China turns to the gulf (page 1 of 2)

  • Thursday, January 16 - 2003 at 10:40

Beijing's strategic alliance with the Gulf states is about a lot more than just oil. The long-term prospects for partnership.

On September 23rd, two Chinese Navy ships, the guided missile destroyer Qingdao and a support vessel were greeted by a cheering crowd when they docked at the eastern port of Qingdao after completing a four-month, round-the-world voyage.

It was the first such cruise undertaken by the Chinese military. The small flotilla visited eight countries on five continents. The route of its 132-day voyage included the Arabian Sea, where during the Ming Dynasty in the first half of the 16th century, a mighty 62-ship imperial fleet under Admiral Cheng Ho wielded China's maritime power over seven great expeditions into the Indian Ocean.

Centuries later, Beijing is seeking to rebuild its naval power, in part to return to the Arabian Sea and the shipping lanes that link it to China, the better to protect the oil it gets from the Gulf, upon which it depends for its economic expansion.

On November 14th, China's first Middle East peace envoy, Wang Shijie, wrapped up a groundbreaking swing through Israel, Syria, Egypt, Jordan, Lebanon and Palestine, underlining a shift toward a more robust, hands-on policy in a region that has become of vital economic and political importance to Beijing.

The tour also indicated that China, a permanent member of the United Nations Security Council, is eager to assert itself as a major power with global influence. Indeed, many believe it will eventually replace the United States as the dominant power in Asia.

These two events illustrate key strands of China's emerging strategic plans: challenging US and European oil giants around the world to secure energy supplies for its burgeoning economy and industrialization, and a longer military reach, designed in part to eventually protect its energy supply routes from the Middle East in the event of future disruptions.

In the Middle East, the driving force behind the change in Beijing's policy has been China's transformation from self-sufficiency in oil to net oil importer in 1993, exposing it for the first time to the vagaries of the world oil market.
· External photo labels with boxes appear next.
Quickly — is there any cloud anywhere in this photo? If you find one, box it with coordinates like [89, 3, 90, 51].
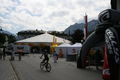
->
[0, 0, 110, 33]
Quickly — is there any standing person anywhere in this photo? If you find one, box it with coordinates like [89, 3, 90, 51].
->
[95, 50, 101, 70]
[53, 51, 58, 63]
[3, 47, 6, 60]
[40, 50, 49, 63]
[0, 48, 3, 60]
Although it has the world's largest coal reserves, it is now importing 30 percent of its current consumption, two-thirds from the Middle East.
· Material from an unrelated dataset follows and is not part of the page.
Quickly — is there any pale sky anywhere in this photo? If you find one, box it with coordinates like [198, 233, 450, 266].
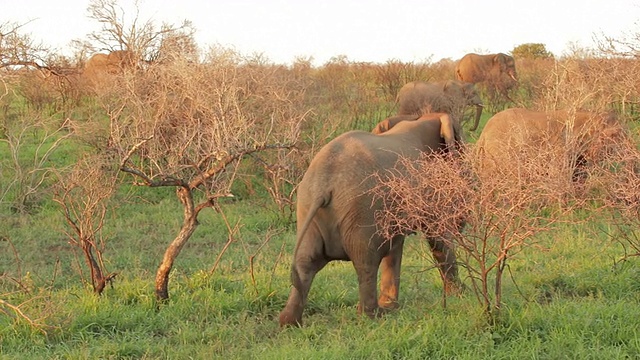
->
[0, 0, 640, 65]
One of the ways China has sought to minimize its concerns about energy security was to internationalize its oil industry. Since 1996, it has been investing in oilfields as far apart as Sudan, Venezuela, Kazakhstan, Nigeria, Canada and Indonesia. Regionally, the state-run China National Petroleum Corp. (CNPC) and the Northern Industries Corp., the state-owned weapons and industrial conglomerate, have an agreement with Baghdad to develop the al-Ahdab oilfield in central Iraq once UN sanctions have been removed and have been negotiating for a similar deal on the Halfayah field.

On August 22nd, CNPC announced it had won a $230 million contract to build twin 520-kilometer oil and gas pipelines in Libya to link southern fields with refineries near Tripoli. It is also expected to secure a major oilfield-refinery contract in Algeria in the next few months.
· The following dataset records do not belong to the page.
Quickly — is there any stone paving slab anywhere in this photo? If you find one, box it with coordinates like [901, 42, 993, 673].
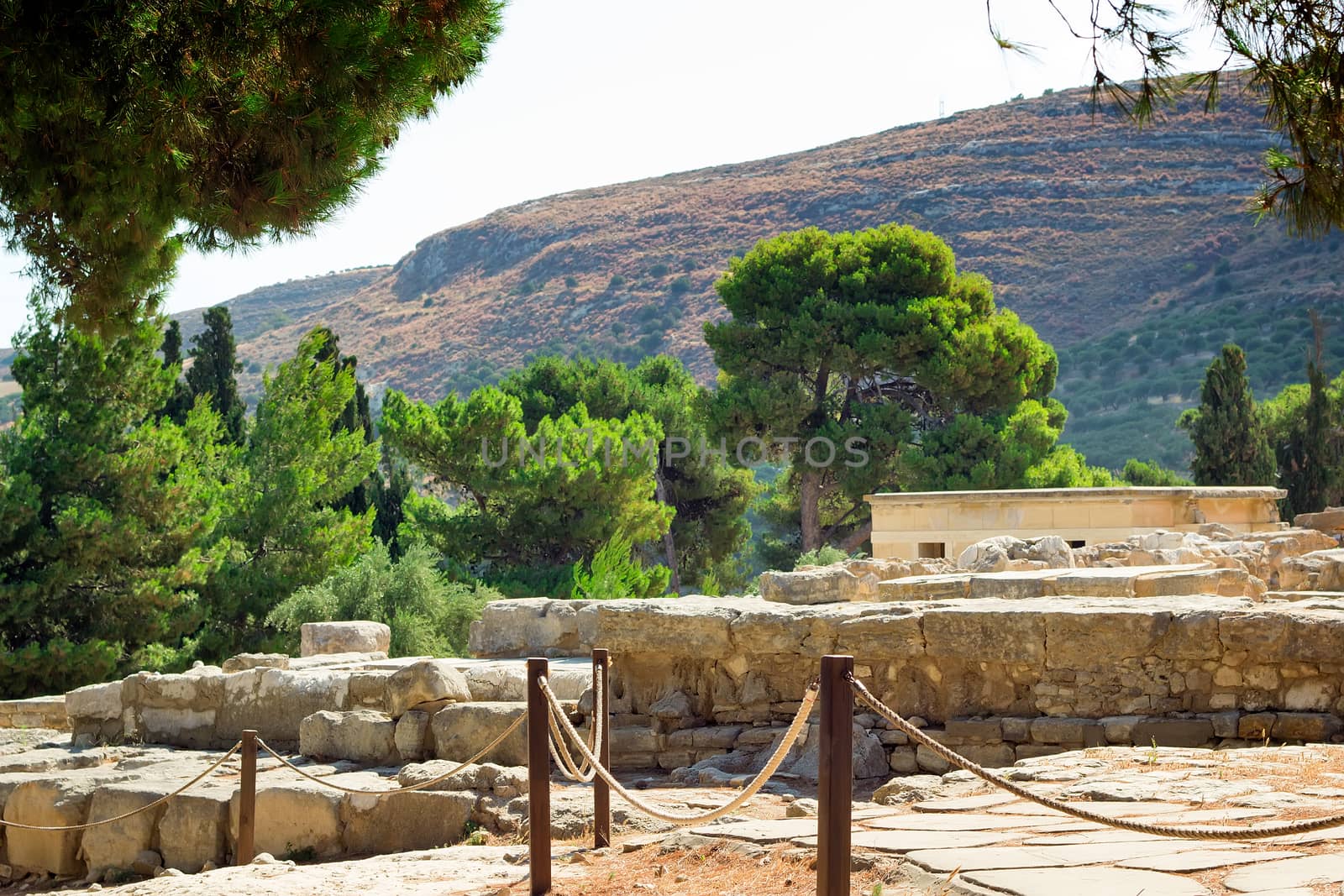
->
[963, 867, 1208, 896]
[793, 831, 1019, 854]
[1223, 854, 1344, 893]
[1116, 849, 1302, 873]
[903, 831, 1231, 873]
[864, 813, 1059, 831]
Beijing has been mulling oil investment deals with Iran and has an agreement with Saudi Arabia under which Saudi companies can invest in Chinese refinery projects while Chinese firms can pursue oilfield activities in the kingdom. Although the prospects for Chinese investment in this sector remains limited, these could expand as the Saudis open their doors to foreign investment in natural gas fields and move forward on long-delayed privatization plans.

Saudi Arabia opened diplomatic relations with China in 1990, but the relationship was only cemented in 1999, when then President Jiang Zemin visited the kingdom.